取材当日は十数枚のアナログ盤を持参いただき、ロッド・スチュワート、ライ・クーダー、カサンドラ・ウィルソン、ロバート・プラント、ボズ・スキャッグスなど時代を彩った名作から、テデスキ・トラックス・バンドやアラバマ・シェイクスといった次世代を牽引するアーティストに至るまで名盤の数々をたっぷりと堪能、スタジオには時代を超えた芳醇な音楽で満たされる至高の時間が流れていた。
レコードのサウンドをたっぷりと堪能しながら、あわせて実際にDSD録音にもチャレンジしてみた。ピーター・バラカンのコレクションからロッド・スチュワート『エヴリ・ピクチャー・テルズ・ア・ストーリー』を選択、「マギー・メイ」をDSD128(5.6MHz/1bit)で保存しステレオからプレイバックしてみたが、バラカン氏も「十分忠実に再生されている感じですね」と、
プレーヤー再生と遜色ない再現性を確かめることができた。
そしてもうひとつ、興味深い実験も行われた。通常アナログレコードは、スピーカーからの空気振動や床を伝わる振動にさらされているので、その振動が針の動きに悪影響を与えてしまう。多かれ少なかれ避けがたい宿命にあるわけだが、デジタル録音が目的であれば、取り込み時にスピーカーから音を出す必要はないので、振動の影響を事実上ゼロにした状態で針が盤をトレースできる。

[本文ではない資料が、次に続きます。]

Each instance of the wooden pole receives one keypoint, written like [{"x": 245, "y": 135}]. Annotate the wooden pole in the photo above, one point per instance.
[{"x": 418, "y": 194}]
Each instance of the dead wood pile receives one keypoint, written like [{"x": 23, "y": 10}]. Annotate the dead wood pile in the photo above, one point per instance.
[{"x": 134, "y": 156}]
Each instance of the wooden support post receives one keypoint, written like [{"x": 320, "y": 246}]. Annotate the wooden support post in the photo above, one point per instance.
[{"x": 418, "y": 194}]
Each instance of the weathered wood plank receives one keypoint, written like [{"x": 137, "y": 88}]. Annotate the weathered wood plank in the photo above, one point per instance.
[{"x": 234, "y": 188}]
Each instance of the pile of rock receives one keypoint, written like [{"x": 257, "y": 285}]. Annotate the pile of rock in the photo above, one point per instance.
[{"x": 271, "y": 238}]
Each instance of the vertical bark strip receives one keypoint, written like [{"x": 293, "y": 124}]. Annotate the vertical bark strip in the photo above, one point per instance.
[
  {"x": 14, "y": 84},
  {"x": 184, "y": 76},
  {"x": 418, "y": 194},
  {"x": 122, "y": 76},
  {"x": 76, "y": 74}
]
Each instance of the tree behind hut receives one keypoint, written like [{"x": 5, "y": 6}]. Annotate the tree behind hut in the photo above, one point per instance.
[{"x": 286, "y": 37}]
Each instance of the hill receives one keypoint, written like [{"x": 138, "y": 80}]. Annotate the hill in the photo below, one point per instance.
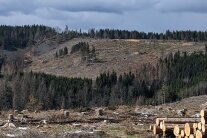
[{"x": 112, "y": 54}]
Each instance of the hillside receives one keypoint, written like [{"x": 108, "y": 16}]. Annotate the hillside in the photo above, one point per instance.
[{"x": 119, "y": 55}]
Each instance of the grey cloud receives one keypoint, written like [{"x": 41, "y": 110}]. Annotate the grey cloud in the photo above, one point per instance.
[
  {"x": 143, "y": 15},
  {"x": 108, "y": 6},
  {"x": 180, "y": 6}
]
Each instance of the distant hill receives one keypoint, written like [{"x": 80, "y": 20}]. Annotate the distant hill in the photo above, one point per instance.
[{"x": 118, "y": 54}]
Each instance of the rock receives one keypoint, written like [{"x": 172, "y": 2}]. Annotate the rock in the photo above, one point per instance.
[{"x": 99, "y": 112}]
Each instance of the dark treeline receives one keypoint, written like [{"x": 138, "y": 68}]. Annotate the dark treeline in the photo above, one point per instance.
[
  {"x": 14, "y": 37},
  {"x": 177, "y": 76}
]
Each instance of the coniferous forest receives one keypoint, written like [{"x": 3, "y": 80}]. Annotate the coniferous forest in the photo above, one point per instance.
[{"x": 176, "y": 76}]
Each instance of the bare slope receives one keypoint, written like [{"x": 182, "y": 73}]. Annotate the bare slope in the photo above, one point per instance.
[{"x": 119, "y": 55}]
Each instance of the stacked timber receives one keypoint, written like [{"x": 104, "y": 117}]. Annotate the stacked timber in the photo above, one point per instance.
[{"x": 181, "y": 127}]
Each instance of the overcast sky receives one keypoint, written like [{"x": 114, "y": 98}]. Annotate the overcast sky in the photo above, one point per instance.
[{"x": 141, "y": 15}]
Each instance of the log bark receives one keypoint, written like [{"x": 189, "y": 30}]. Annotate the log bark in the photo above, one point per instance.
[
  {"x": 203, "y": 128},
  {"x": 158, "y": 120},
  {"x": 182, "y": 120},
  {"x": 176, "y": 131},
  {"x": 203, "y": 120},
  {"x": 199, "y": 134},
  {"x": 182, "y": 133},
  {"x": 191, "y": 136},
  {"x": 188, "y": 129},
  {"x": 199, "y": 126},
  {"x": 203, "y": 113}
]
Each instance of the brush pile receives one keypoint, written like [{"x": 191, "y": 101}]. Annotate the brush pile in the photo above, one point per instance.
[{"x": 181, "y": 127}]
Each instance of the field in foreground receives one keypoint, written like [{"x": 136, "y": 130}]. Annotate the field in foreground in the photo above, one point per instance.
[{"x": 120, "y": 122}]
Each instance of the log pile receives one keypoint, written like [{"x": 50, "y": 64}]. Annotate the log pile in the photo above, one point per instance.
[{"x": 181, "y": 127}]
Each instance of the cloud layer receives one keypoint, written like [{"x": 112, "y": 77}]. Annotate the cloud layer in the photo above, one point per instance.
[{"x": 144, "y": 15}]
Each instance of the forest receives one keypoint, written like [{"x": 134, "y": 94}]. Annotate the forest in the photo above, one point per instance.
[
  {"x": 14, "y": 37},
  {"x": 176, "y": 76}
]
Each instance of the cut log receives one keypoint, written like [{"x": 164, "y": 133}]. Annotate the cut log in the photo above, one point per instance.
[
  {"x": 203, "y": 120},
  {"x": 171, "y": 126},
  {"x": 176, "y": 131},
  {"x": 10, "y": 117},
  {"x": 191, "y": 136},
  {"x": 161, "y": 124},
  {"x": 199, "y": 126},
  {"x": 203, "y": 128},
  {"x": 167, "y": 130},
  {"x": 182, "y": 133},
  {"x": 151, "y": 127},
  {"x": 199, "y": 134},
  {"x": 203, "y": 113},
  {"x": 179, "y": 136},
  {"x": 182, "y": 120},
  {"x": 188, "y": 129},
  {"x": 156, "y": 130},
  {"x": 158, "y": 120},
  {"x": 195, "y": 125}
]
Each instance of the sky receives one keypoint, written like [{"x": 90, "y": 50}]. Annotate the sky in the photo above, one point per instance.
[{"x": 141, "y": 15}]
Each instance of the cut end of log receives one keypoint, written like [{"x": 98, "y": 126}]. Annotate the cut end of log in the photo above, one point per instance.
[
  {"x": 202, "y": 113},
  {"x": 156, "y": 130},
  {"x": 203, "y": 120},
  {"x": 203, "y": 128},
  {"x": 182, "y": 133},
  {"x": 199, "y": 126},
  {"x": 176, "y": 130},
  {"x": 191, "y": 136}
]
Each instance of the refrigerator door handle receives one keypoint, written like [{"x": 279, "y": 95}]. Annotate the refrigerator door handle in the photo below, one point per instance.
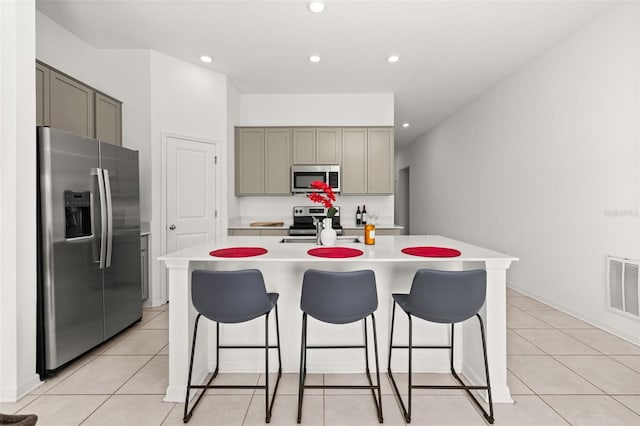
[
  {"x": 103, "y": 218},
  {"x": 107, "y": 190}
]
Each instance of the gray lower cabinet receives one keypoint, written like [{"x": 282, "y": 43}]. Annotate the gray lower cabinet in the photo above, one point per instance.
[
  {"x": 42, "y": 95},
  {"x": 359, "y": 232},
  {"x": 71, "y": 105},
  {"x": 263, "y": 160},
  {"x": 144, "y": 265},
  {"x": 108, "y": 119},
  {"x": 320, "y": 145},
  {"x": 65, "y": 103}
]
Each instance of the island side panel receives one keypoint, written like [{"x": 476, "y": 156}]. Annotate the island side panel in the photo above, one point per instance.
[
  {"x": 496, "y": 328},
  {"x": 181, "y": 321}
]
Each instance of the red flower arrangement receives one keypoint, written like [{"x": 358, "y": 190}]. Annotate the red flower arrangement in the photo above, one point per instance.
[{"x": 326, "y": 199}]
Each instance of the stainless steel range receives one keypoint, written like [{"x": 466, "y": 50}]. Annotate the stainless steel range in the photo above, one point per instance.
[{"x": 303, "y": 220}]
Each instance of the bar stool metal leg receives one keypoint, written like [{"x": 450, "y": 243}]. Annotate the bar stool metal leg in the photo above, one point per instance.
[
  {"x": 303, "y": 365},
  {"x": 406, "y": 410},
  {"x": 303, "y": 368},
  {"x": 269, "y": 407}
]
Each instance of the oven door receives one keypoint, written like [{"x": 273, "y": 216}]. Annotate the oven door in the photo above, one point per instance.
[{"x": 302, "y": 176}]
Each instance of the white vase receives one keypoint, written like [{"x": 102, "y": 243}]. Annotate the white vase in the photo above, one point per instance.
[{"x": 328, "y": 235}]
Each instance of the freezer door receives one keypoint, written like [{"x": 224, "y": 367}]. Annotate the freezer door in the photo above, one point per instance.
[
  {"x": 122, "y": 278},
  {"x": 70, "y": 281}
]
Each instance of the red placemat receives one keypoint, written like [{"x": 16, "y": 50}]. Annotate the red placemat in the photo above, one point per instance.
[
  {"x": 426, "y": 251},
  {"x": 335, "y": 252},
  {"x": 238, "y": 252}
]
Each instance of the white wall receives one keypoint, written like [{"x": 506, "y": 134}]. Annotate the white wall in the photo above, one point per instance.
[
  {"x": 536, "y": 166},
  {"x": 315, "y": 110},
  {"x": 123, "y": 74},
  {"x": 130, "y": 84},
  {"x": 311, "y": 110},
  {"x": 190, "y": 101},
  {"x": 18, "y": 206},
  {"x": 159, "y": 94},
  {"x": 233, "y": 209}
]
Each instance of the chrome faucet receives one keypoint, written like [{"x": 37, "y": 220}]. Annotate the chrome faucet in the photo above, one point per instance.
[{"x": 318, "y": 224}]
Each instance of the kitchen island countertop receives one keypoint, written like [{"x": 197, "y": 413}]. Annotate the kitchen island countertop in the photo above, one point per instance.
[{"x": 283, "y": 267}]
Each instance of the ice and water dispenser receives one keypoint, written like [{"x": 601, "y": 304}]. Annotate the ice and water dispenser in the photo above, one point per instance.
[{"x": 77, "y": 209}]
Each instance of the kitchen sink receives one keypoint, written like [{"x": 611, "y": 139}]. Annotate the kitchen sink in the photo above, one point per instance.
[{"x": 312, "y": 240}]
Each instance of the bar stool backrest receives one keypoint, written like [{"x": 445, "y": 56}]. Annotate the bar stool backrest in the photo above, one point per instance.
[
  {"x": 339, "y": 297},
  {"x": 447, "y": 296},
  {"x": 229, "y": 296}
]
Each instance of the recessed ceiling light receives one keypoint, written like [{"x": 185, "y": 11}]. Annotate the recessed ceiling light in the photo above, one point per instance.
[{"x": 316, "y": 6}]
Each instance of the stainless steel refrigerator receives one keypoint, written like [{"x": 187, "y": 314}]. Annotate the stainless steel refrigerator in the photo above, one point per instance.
[{"x": 89, "y": 281}]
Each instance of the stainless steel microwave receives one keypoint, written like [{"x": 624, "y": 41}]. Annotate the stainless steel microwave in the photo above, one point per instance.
[{"x": 302, "y": 176}]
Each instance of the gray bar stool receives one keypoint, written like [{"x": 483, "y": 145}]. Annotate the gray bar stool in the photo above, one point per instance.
[
  {"x": 339, "y": 298},
  {"x": 445, "y": 297},
  {"x": 231, "y": 297}
]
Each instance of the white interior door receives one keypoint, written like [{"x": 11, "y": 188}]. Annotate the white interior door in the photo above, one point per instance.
[{"x": 191, "y": 192}]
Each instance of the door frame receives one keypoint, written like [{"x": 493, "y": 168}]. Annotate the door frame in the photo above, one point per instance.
[{"x": 163, "y": 200}]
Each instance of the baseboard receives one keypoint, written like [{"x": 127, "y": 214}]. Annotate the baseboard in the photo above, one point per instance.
[
  {"x": 152, "y": 303},
  {"x": 606, "y": 327},
  {"x": 13, "y": 394}
]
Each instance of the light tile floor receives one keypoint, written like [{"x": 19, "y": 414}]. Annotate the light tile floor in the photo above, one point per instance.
[{"x": 562, "y": 371}]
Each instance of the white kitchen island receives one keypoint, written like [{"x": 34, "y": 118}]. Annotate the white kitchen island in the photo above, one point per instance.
[{"x": 283, "y": 267}]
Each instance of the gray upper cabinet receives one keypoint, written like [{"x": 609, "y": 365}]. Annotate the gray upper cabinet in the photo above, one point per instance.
[
  {"x": 42, "y": 95},
  {"x": 71, "y": 105},
  {"x": 108, "y": 119},
  {"x": 249, "y": 161},
  {"x": 367, "y": 161},
  {"x": 263, "y": 161},
  {"x": 65, "y": 103},
  {"x": 317, "y": 145},
  {"x": 277, "y": 161}
]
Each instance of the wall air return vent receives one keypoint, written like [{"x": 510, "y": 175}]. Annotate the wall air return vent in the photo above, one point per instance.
[{"x": 623, "y": 287}]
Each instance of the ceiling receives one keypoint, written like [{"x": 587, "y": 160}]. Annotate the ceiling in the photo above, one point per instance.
[{"x": 450, "y": 51}]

実際音楽を再生しながら取り込んだデータと音を出さずに取り込んだデータを聴き比べてみると、驚くほどの音質に違いが現れ、バラカン氏も「かなり違いますね…いい音しています」と驚きを露わにしていた。音圧に叩かれない状態で針がトレースしてくれるとレコード盤に刻まれた音がクリアに聴こえるのだ。
録音した音源をWALKMAN NW-ZX100に入れて、その聴き心地も確かめてみた。MDR-1Aで再生したバラカン氏は、そのまま時間を忘れたかのように、真剣な表情でリスニングに没頭していた。
私自身も自分のレコードでハイレゾフォーマットでの録音にチャレンジしてみた。選んだレコードは1977年にシングルカットされたイーグルス「ホテル・カリフォルニア」のいわゆるドーナツ盤だ。長らく放置していたこともあり盤のコンディションはあまりよくなく、傷や汚れもあるためにパチパチとノイズも乗ってしまっているが、そんな雑音をも含め、録音された音源はその時の再生状況を見事に描き出してくれた。
録音・編集・保存するのは無料で公開されている専用のPC用アプリ「Hi-ResAudioRecorder」で、PS-HX500とPCをUSBケーブルで接続しソフトを立ち上げると、いつでも録音スタンバイ状態となる。レコードに針を下ろし録音ボタンを押すだけでOKだ。録音を終了すると画面に波形が表示されるので、好きな場所にマーカーを入れていく。曲の頭と最後にそれぞれマーカーを入れ、「アルバム名」「アーティスト名」「曲名」などの編集をしてから保存すれば楽曲データの出来上がりだ。アルバム10曲入りであればマーカーを20ヶ所入れて書き出しをすると、一気に10曲のデータを保存してくれる。保存形式はPCM44.1、48、96、192KHz/16bit、24bitのwavファイル、あるいは2.8MHz、5.6MHzの.dsfファイルでも保存することができる。アルバムだと数GBに及ぶ巨大なデータとなるが、長らく眠っていたアナログレコード・ライブラリーを気軽に高音質で持ち運べるのは画期的な出来事だ。
これ一台あれば、押し入れで眠っていたアナログレコードが一気に息を吹き返すことになる。掘り出し物にあふれた中古レコード店にも行きたくなるというものだ。ミックステープやお気に入りライブラリを作ったりプレイリストを組むように、音楽にたっぷりの時間を割いて贅沢なひとときを味わうのも悪くない。
音楽好きにとって、そんな至宝のミュージックライフを生み出してくれるのも、PS-HX500が持つ隠れた魅力のようだ。